War Memorial (Baltimore Sun photo by Kenneth K. Lam / January 13, 2009)

City Hall is considering selling or leasing 15 historic Baltimore landmarks, including the iconic Shot Tower and stately War Memorial building, which officials believe are underused and could bring the city sorely needed cash.

The idea has excited those who say the sites have been neglected and allowed to fall into disrepair. But some preservationists are worried about an uncertain future for buildings they hold dear.

"I've never heard about them thinking about anything like this," said Richard S.B. Smith Sr., director of the Friends of Orianda House in Leakin Park, one of the properties to be evaluated. "It blows me out of the water. It would be a shock to me and a loss to the community and the history of Baltimore."

City officials say their intention is to enhance the properties and turn them into profitable enterprises, but acknowledge that that might not be possible.

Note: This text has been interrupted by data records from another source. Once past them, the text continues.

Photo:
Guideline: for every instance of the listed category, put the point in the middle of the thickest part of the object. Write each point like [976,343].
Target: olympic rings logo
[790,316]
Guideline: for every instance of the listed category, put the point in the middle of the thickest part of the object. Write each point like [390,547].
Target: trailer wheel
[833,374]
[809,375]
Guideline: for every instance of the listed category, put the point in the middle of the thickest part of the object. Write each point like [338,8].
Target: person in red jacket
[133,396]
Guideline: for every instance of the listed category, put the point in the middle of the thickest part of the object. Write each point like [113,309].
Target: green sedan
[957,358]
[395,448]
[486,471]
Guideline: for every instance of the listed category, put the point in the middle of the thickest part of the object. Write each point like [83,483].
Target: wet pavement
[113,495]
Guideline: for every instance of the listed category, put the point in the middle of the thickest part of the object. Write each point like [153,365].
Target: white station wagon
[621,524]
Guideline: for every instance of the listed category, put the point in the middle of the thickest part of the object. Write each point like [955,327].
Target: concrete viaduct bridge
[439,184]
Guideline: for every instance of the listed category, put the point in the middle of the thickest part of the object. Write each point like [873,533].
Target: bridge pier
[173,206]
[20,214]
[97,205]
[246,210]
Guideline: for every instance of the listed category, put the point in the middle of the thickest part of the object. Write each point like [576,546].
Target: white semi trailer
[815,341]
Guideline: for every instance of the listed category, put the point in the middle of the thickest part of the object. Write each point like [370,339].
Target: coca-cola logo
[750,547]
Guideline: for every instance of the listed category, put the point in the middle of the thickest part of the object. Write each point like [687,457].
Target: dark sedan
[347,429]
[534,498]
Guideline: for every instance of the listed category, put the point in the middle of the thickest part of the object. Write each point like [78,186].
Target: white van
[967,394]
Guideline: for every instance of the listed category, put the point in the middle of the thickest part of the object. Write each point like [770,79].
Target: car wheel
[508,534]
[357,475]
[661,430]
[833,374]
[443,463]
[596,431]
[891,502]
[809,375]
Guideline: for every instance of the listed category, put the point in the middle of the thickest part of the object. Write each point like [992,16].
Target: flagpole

Of the 15 buildings, 12 are protected by historic landmark designation, which requires developers to have their plans approved by a commission before making changes.

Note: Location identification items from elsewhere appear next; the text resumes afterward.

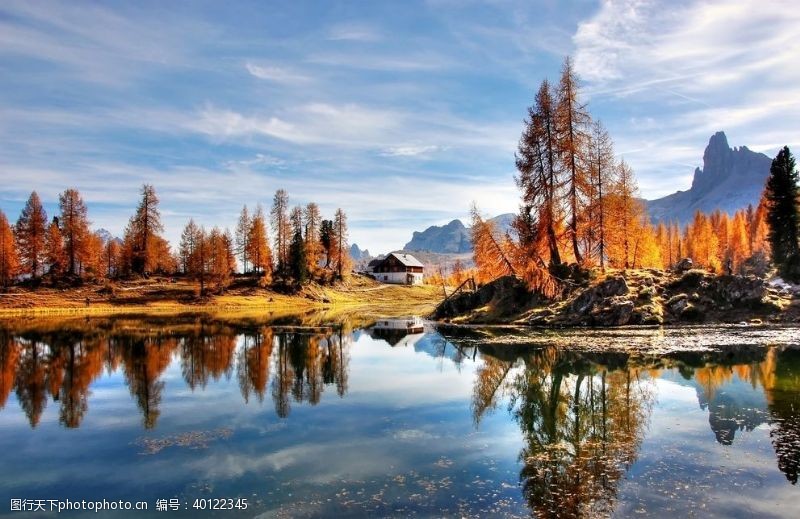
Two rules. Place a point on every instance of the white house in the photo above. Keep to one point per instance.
(399, 268)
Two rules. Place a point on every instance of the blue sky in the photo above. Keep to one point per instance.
(401, 113)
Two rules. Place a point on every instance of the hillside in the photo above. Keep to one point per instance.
(730, 179)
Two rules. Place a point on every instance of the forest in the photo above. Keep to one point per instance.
(65, 250)
(580, 206)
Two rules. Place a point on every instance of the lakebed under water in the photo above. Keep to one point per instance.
(399, 418)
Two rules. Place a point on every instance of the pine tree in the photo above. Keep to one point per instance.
(326, 240)
(783, 214)
(280, 225)
(30, 235)
(55, 255)
(258, 251)
(111, 259)
(242, 237)
(145, 226)
(341, 257)
(539, 178)
(9, 262)
(188, 246)
(74, 228)
(600, 162)
(572, 123)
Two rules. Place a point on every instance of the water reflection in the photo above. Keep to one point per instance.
(582, 416)
(300, 362)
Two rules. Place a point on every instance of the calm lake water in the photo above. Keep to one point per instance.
(399, 419)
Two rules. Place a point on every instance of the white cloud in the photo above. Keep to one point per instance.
(354, 32)
(276, 74)
(411, 150)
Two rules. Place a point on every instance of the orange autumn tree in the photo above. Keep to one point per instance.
(9, 262)
(499, 255)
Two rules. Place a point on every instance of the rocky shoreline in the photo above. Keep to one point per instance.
(632, 297)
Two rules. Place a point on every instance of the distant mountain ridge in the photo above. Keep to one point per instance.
(453, 238)
(730, 179)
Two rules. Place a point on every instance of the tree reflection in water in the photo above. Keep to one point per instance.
(582, 415)
(582, 422)
(63, 363)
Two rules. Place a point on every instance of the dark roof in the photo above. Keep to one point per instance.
(407, 259)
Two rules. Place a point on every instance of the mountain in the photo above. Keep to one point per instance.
(106, 236)
(731, 178)
(453, 238)
(450, 238)
(358, 254)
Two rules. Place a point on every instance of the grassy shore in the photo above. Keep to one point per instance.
(169, 296)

"All these landmarks are beautiful, and I hope we can put them to productive use," said Comptroller Joan M. Pratt, who supports the move to explore possible sales. "We have to decide whether we should dispose of them or maintain them. Some of them are very nice but require a lot of work."

Mayor Stephanie Rawlings-Blake's administration will ask the city's spending board to approve a $46,500 consulting contract Wednesday in which the Annapolis-based appraisal firm Westholm & Associates would determine the market value of the buildings. The city hopes to generate revenue from buyers or tenants who might have new uses in mind, such as turning them into offices.

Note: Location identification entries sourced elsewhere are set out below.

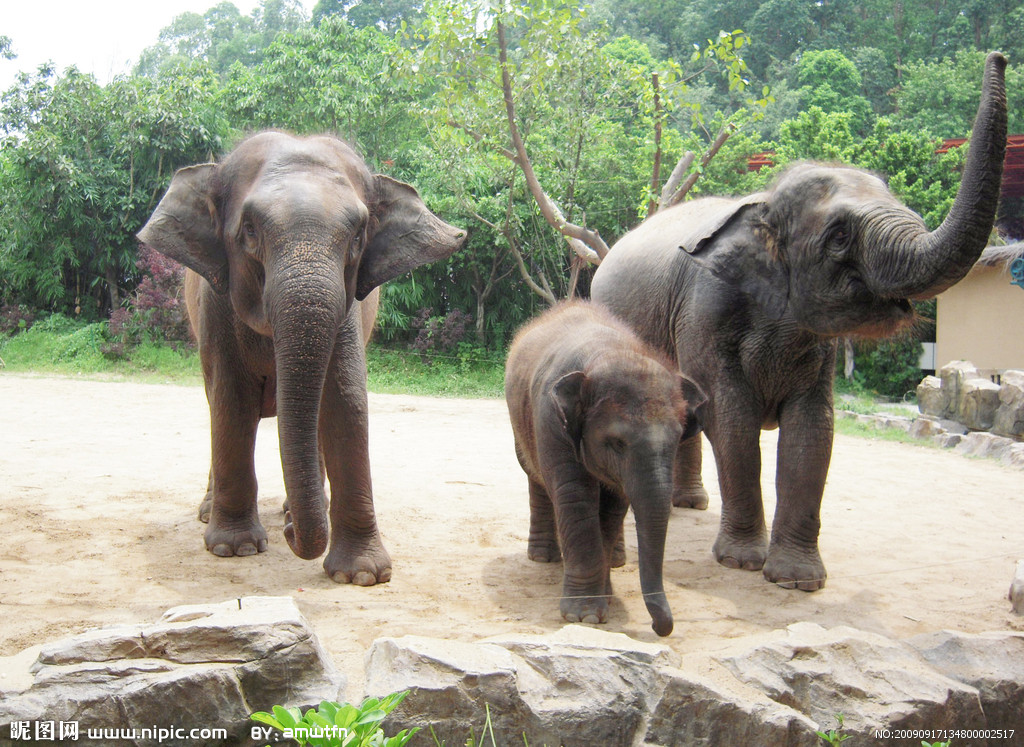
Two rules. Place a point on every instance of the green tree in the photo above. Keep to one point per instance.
(82, 167)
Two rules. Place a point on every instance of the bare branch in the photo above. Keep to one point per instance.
(655, 174)
(678, 196)
(542, 289)
(586, 243)
(675, 178)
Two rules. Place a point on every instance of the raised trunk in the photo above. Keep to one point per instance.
(651, 501)
(924, 264)
(304, 314)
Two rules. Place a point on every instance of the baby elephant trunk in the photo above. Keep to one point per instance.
(650, 496)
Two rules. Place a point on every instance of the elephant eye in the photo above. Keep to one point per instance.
(615, 445)
(839, 238)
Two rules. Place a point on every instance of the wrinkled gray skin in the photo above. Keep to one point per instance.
(597, 418)
(751, 295)
(287, 235)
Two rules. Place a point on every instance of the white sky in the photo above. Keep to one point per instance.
(102, 37)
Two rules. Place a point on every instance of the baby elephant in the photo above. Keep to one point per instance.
(597, 417)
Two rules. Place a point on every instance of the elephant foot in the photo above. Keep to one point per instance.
(363, 563)
(793, 569)
(617, 558)
(748, 553)
(590, 610)
(690, 497)
(206, 508)
(228, 537)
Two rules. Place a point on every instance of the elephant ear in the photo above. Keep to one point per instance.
(695, 402)
(406, 236)
(184, 226)
(736, 244)
(567, 393)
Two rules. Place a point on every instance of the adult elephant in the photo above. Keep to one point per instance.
(751, 295)
(282, 238)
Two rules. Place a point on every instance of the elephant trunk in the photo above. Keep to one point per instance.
(923, 264)
(304, 306)
(650, 497)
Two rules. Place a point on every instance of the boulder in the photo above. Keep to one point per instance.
(577, 687)
(985, 445)
(932, 399)
(979, 400)
(952, 376)
(1009, 418)
(201, 666)
(992, 663)
(698, 710)
(873, 681)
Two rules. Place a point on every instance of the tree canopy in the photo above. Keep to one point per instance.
(600, 100)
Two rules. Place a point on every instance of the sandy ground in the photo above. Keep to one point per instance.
(99, 485)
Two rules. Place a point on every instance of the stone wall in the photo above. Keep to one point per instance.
(962, 395)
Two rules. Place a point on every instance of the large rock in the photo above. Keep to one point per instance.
(875, 682)
(953, 375)
(979, 400)
(698, 710)
(932, 399)
(201, 666)
(583, 687)
(993, 663)
(1010, 415)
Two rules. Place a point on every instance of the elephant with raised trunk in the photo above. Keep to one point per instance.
(283, 239)
(597, 417)
(750, 297)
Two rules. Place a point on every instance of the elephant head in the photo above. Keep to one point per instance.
(290, 232)
(836, 250)
(626, 419)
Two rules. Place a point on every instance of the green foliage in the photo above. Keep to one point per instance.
(890, 367)
(82, 168)
(834, 737)
(59, 344)
(333, 724)
(469, 371)
(940, 96)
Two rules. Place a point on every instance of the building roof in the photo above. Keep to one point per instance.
(1013, 166)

The properties include such well-known sites as the Cylburn Mansion at Cylburn Arboretum, the Roland Park water tower and President Street Station.

"We're looking for strategies and options," said Thomas J. Stosur, the city's director of planning. "Should the city retain them? Should we lease them to existing tenants? Or should we try to sell some outright?"

Orianda House was once the summer home of millionaire inventor and railroad engineer Thomas Winans, who in the 1800s was considered the richest man in America. Smith said the property now houses the offices of Outward Bound, a leadership program. The building also is used for small weddings, church services and business meetings.

"I don't think [city officials] realize what they have here," Smith said.

Likewise, Roland Park resident Doug Munro, who runs the Roland Water Tower Preservation Campaign website, said he's worried about the landmark's future.

"To use the water tower for anything, you'd have to cut up the tank, which would be a tremendous pity," he said. "The tank is an integral part of the tower."

Other properties include the Upton Mansion, built in the 1830s, which has suffered decades of vandalism and neglect; the Gothic-style Clifton Park Valve House, finished in 1888, which sits in disrepair; and the Old Town Friends' Meeting House, which dates to 1781 and is the oldest religious structure in Baltimore.

Stosur said he didn't believe any potential buyers would choose to demolish the buildings, but acknowledged that some are not protected under laws governing historic properties.

The Superintendent's House in Clifton Park, the Public Works Museum and the West Arlington Water Tower are not listed in city records as having historic landmark status. Stosur said they could be protected for five years if a developer accepted a historic restoration tax credit.

"The idea is, by and large, to keep the historic property," Stosur said.

Stosur pointed out that the Peale Museum, the first planned museum in the Western Hemisphere, sits unused. The McKim Free School — built in 1833 as a replica of a Greek temple — has been used for recreational programs but needs significant repairs, he said.

"If it's just a vacant property sitting there, it's really kind of a liability for the city," he said. "Just having somebody inside of it would help the city. Hopefully, we could also earn some revenue off it as well."

He said a business, such as a law firm that frequently does work with City Hall, might want to set up shop in one of the landmarks. But Stosur doubted that any would be operated as a museum.